It´s funny when you realize that the decay of most of those underground and counterculture movements that popped up around the world, and specially in New York, during de 1960´s and 1970´s, had something to do with money. To be more precise, i not the lack of money, but instead the huge amounts of it that started pouring in as the art and musical industry got a boost towards the beginning of the 80´s.As the AW12 season came to an end this past march, it was hard not to think that something similar may be happening in fashion. The unexpected dismissal of designer Raf Simons from Jil Sander shocked the whole industry, evidencing once again how fragile, or better, volatile it has become. Then, came the new that Stafano Pilati was also leaving Yves Saint Laurent and a few week later more departures were announced, such as Derek Lam to leave Todd´s and other professionals giving up their jobs in other areas such as retail and publishing.
All this, just one year after Alexander McQueen took his life and after John Galliano was ousted from Dior in disgrace, cracking open the mechanics of an extremely malfunctioned industry. Nonetheless, rather than the clothes, those were the main topics being discussed in this latest season. And the question that almost no one dared to ask (and answer) was: is fashion over?
Well, if it´s indeed over or not, depends on how you look at it. For instance those crazy fabulous years of unmeasured creative input, may very well be over or, at least, during a indefinite suspension. And this isn´t a recent phenomenom. In fact, since the 90´s, when the fashion industry was dominated by the big luxury conglomerates, money _in spite of creativity and artistic expression_ became the core value of this industry. Not by coincidence, it was around that time late designer Yves Saint Laurent announced his retirement, alleging that fashion, once a métier of creative mind and artisans, had transformed itself in pure business.

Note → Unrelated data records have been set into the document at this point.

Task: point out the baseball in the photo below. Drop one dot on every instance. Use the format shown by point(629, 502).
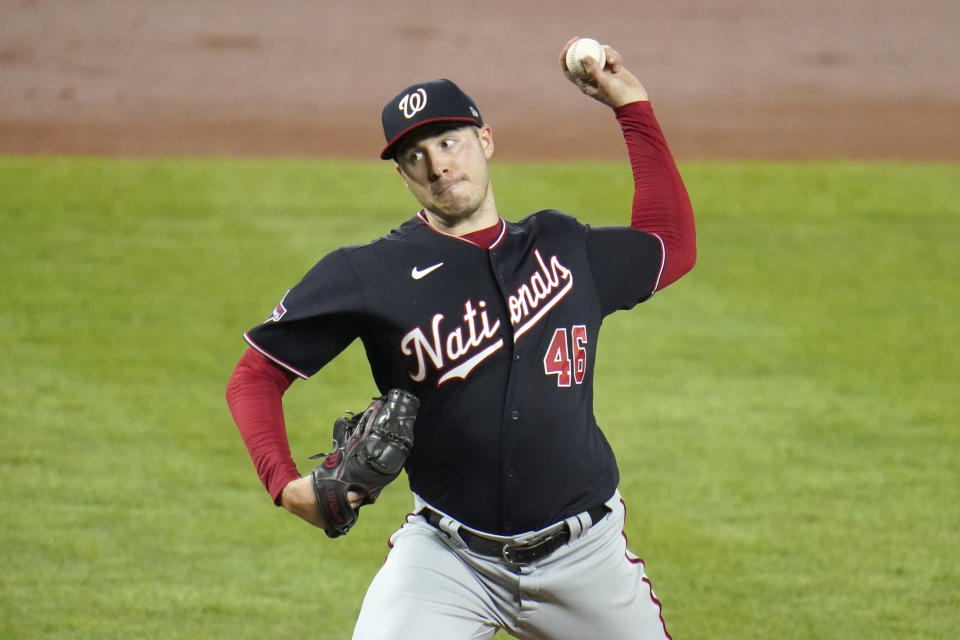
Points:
point(579, 50)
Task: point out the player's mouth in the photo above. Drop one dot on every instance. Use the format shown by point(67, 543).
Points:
point(440, 189)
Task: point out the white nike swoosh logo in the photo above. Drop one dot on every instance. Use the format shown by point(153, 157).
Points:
point(416, 274)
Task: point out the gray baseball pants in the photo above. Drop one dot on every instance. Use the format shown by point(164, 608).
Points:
point(431, 587)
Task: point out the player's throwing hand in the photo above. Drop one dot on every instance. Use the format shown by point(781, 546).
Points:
point(612, 84)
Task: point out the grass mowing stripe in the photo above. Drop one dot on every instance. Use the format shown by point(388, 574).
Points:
point(784, 416)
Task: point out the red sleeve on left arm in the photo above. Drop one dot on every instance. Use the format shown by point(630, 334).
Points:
point(660, 203)
point(255, 398)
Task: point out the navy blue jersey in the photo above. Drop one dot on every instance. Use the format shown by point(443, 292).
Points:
point(498, 344)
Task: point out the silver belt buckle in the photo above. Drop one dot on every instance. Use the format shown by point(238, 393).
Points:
point(526, 545)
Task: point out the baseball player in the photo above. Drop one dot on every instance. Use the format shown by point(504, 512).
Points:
point(492, 326)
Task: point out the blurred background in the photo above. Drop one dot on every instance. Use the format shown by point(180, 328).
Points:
point(730, 78)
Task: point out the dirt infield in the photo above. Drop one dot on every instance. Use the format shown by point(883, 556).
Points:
point(737, 78)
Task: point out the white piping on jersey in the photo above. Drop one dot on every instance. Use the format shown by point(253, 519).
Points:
point(663, 262)
point(503, 231)
point(273, 358)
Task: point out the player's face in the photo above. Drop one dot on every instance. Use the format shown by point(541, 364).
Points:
point(447, 171)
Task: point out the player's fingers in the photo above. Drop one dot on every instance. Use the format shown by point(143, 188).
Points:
point(594, 71)
point(563, 52)
point(614, 60)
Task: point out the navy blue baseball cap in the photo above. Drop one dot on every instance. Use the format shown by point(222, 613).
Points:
point(420, 104)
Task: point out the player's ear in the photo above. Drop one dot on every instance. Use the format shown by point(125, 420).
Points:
point(485, 136)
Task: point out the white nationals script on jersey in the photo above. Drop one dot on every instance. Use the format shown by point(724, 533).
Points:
point(463, 347)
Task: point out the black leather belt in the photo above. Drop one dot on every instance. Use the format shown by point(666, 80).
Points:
point(517, 553)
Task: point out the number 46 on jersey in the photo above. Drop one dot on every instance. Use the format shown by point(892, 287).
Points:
point(566, 356)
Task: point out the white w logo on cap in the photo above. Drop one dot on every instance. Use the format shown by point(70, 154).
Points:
point(413, 103)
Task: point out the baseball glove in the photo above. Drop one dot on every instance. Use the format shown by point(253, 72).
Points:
point(369, 451)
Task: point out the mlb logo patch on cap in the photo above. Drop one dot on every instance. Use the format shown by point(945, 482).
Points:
point(420, 104)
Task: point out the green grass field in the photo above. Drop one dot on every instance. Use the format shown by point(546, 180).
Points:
point(785, 416)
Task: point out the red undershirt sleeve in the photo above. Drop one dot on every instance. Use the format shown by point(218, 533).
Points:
point(661, 205)
point(255, 398)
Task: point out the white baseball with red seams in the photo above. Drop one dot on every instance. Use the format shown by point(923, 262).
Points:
point(581, 49)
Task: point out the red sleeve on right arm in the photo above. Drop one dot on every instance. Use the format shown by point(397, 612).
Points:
point(255, 398)
point(660, 202)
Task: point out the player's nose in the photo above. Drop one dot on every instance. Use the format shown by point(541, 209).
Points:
point(436, 165)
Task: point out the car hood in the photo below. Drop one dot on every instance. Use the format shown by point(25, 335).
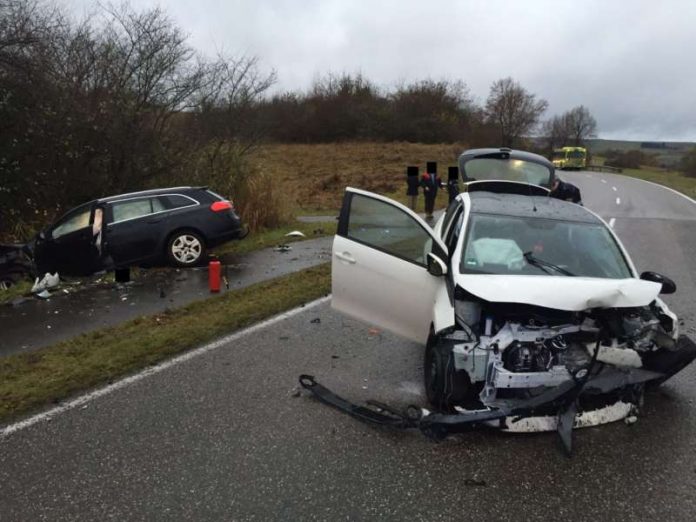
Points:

What changed since then? Anxiety, lack of patience… Influenced by the fast-real-time paced life of the digital era, brands starting replacing their long term management by short terms one _and by short we mean extremely short as in a internet meme. Of course this end up reflecting on the creative front. Designers now work under extreme pressure, having to develop up to 8 collections per year, not to mention campaign concept, perfume launches and so on, plus came up with collection that prove both editorial appropriate, but most of all sellable at all costs. It comes as no surprise then, the fewer and fewer collections nowadays manage to communicate anything truly relevant or even change our perspective about clothing or even the whole fashion system.
Where once was a commercial director who fully understand the modus operandi of fashion _and the long period of time it takes for a brand and a designer to get established and understood by it´s customer base_ now there are businessmen who are used to sell all kinds of products. This is not to say fashion is not a commodity. It is indeed. But a rather special one. One that requires a whole different approach and mindset in its management, after all it´s a commodity deeply tied to forms of self, individual and cultural expression. Or can you interpret anything relevant to the current state of society from a yogurt package?